Escrito por Marcelo Katsuki às 00h34
Recuerdos de Madri

Uma boa lembrança de Madri? Não, não, nada de piriri! Um momento muito gostoso da viagem foi um almoço tardio no Bar Tomate, muito bem comentado por lá e, claro, a gente quis conferir.
O espaço tem decoração despojada, clientela descolada e só funciona na base da reserva. Como não tínhamos pressa - e muito menos reserva - ficamos no balcão do bar tomando cava e petiscando chips, aproveitando o serviço bastante cordial, até liberarem uma mesa.

O menu vem em uma prancheta. E o Pan con tomate (€ 3) vem tostado no forno a lenha, o que faz toda a diferença.

O Rigattoni trufado (€ 15) tem creme suave e boa cobertura de trufas negras. Eu tava com preguiça de mastigar, confesso.

Balcão para finalização de pratos no salão anexo. E dá-lhe jamón!

O Tataki de atún (€ 16) da Beta foi uma ótima escolha: peixe no ponto e molho delicado mas saboroso.

Detalhe da decoração.

A Ale surpreendeu pedindo Butifarra, foie gras y judias (€ 13). Moça tão delicada encarando cedo um feijão com linguiiiça, tem que ser gourmet, hehe. Sabores fortes e marcantes.

Imagem do salão anexo, junto ao bar.

De sobremesa, Surtido de quesos del pais (€ 10) com geléia e pães, para você arrematar o vinho. A gente acabou pedindo mais um, isso sim.

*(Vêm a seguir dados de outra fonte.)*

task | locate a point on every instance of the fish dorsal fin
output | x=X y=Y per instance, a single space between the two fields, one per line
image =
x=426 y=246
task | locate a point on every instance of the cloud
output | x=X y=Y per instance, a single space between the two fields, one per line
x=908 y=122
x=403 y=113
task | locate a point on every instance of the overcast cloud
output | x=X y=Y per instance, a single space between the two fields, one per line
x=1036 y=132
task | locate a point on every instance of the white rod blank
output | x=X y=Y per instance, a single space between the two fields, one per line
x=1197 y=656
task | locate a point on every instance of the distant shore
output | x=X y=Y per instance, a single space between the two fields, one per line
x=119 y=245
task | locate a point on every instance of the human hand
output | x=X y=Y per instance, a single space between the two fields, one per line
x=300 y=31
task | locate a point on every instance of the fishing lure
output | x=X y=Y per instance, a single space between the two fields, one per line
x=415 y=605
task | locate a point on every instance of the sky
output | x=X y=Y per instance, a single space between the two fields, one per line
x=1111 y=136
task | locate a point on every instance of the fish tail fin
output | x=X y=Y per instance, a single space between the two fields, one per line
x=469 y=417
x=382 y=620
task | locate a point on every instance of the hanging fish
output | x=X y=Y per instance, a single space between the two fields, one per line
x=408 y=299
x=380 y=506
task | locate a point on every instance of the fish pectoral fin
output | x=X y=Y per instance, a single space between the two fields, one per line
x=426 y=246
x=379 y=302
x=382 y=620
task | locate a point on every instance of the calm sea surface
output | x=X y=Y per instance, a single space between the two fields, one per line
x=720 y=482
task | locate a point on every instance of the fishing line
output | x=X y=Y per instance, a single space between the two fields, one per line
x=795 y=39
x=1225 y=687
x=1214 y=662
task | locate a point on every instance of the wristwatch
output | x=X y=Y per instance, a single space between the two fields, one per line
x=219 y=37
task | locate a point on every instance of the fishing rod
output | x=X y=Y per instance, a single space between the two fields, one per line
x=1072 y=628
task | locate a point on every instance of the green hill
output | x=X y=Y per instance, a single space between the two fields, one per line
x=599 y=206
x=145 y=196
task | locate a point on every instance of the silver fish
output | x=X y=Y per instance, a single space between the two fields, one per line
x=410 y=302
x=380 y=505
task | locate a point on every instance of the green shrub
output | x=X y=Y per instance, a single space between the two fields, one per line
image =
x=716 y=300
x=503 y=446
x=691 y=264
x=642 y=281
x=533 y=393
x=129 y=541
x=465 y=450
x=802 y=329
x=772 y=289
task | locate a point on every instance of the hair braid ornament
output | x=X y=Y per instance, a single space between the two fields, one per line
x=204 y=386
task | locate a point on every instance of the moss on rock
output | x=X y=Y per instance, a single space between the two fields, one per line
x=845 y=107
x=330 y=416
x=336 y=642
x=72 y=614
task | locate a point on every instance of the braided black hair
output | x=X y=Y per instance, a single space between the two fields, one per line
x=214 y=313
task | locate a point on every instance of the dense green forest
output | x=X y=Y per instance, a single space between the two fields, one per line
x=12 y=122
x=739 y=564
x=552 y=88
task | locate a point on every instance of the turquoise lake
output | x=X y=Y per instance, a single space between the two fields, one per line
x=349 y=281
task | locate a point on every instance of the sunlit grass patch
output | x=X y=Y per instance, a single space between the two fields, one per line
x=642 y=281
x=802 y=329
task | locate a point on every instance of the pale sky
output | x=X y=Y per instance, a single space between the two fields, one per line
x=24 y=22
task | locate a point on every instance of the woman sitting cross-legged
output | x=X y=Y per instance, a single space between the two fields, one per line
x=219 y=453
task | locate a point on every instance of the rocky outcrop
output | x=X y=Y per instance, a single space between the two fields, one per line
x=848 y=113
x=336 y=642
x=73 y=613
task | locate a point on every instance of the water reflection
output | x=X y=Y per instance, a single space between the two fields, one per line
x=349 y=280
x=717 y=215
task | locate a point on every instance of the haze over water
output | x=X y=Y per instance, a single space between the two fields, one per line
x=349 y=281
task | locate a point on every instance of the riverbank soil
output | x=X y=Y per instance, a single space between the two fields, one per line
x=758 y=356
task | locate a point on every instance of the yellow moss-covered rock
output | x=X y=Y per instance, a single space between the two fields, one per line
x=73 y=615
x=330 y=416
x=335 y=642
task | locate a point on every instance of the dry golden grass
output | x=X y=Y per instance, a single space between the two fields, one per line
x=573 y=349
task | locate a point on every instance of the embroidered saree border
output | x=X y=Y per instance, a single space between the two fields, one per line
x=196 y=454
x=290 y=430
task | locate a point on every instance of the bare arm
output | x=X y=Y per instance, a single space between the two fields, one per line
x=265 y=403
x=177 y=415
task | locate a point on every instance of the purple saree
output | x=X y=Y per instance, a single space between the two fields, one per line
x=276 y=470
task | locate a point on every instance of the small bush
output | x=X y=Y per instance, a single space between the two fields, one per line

Detalhe da luminária feita de livros abertos. Genial. Já pode copiar?
Escrito por Marcelo Katsuki às 13h33
Um autêntico boteco japonês

Entre. E fique à vontade...
Depois das tapas espanholas e italianadas, chegou a vez dos petiscos japoneses. Modinha? Que nada! Os izakayas, similares aos nossos botecos, são uma tradição japonesa muito antiga e possuem um conceito muito peculiar: surgiram a partir de lojas de saquês que ofereciam um petisco para o cliente, sem ônus.
Aos poucos as conservas e amendoins foram dando espaço a pequenas porções de entradas, sempre de execução simples. O foco é sem dúvida a bebida, nada do pratinho roubar a cena. Mas a estrutura dos izakayas acabou sendo reformulada, e hoje é vista até como uma alternativa para quem quer sse aventurar no ramo da gastronomia sem ter que fazer altos investimentos.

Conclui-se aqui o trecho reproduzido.